Gower distance tends to fit global model

Question

Gower distance tends to fit global model

pkopper opened this issue 5 years ago · comments

I experienced a practical problem when using Gower's distance as a dissimilarity measure. In many different settings, the resulting model was very global. This is - to my mind - because when using Gower's distance we do not work with a kernel function. This can be argued to be meaningful as Gower's distance 'scales' the resulting dissimilarities already. However, practically I have observed in some settings that the resulting dissimilarities are not very discriminating so that we end up with an explainer which is not that different from a global explainer.
Did someone else make similar observations and does someone have a good solution for working with mixed data?
I found the distance measure (eq. 9) from the article below very helpful in different contexts.
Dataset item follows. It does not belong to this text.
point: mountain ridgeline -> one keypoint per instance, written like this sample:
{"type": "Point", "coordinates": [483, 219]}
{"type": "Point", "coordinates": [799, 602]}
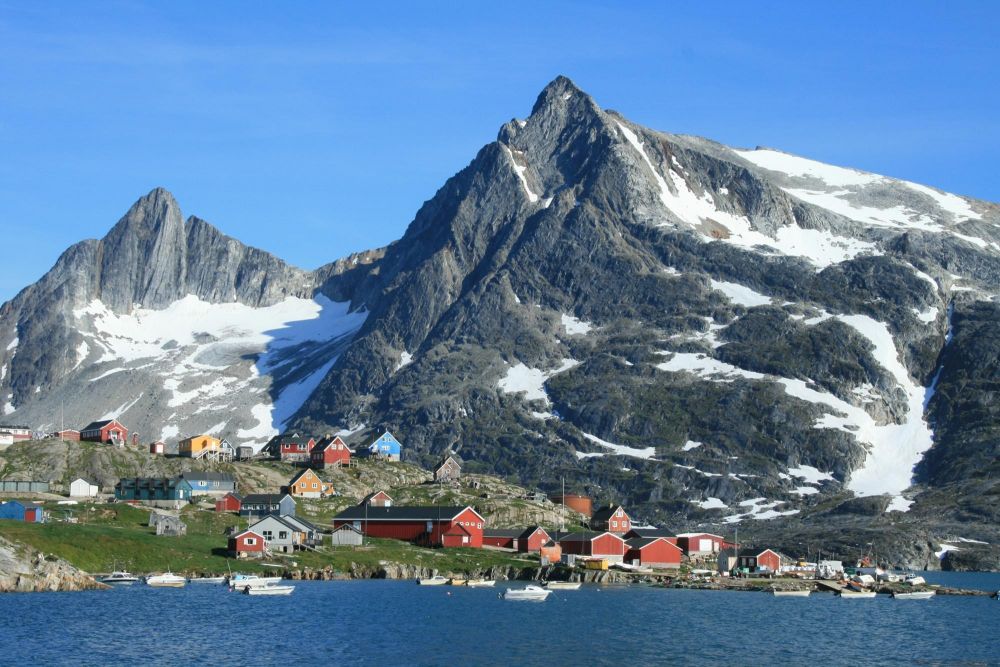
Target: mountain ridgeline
{"type": "Point", "coordinates": [714, 336]}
However, the use of it would require to change to package code.
http://www.cs.ust.hk/~qyang/Teaching/537/Papers/huang98extensions.pdf

Thomas Lin Pedersen · Answer 1 · Tue Jun 11 2019 16:57:40 GMT+0800 (China Standard Time)

It might make sense to allow a kernel on top of the Gower distance as well...

Philipp Kopper · Answer 2 · Tue Jun 11 2019 23:29:41 GMT+0800 (China Standard Time)

If you want to I can suggest a fix via pull request.

Thomas Lin Pedersen · Answer 3 · Wed Jun 12 2019 00:38:12 GMT+0800 (China Standard Time)

Thank you — that would be welcome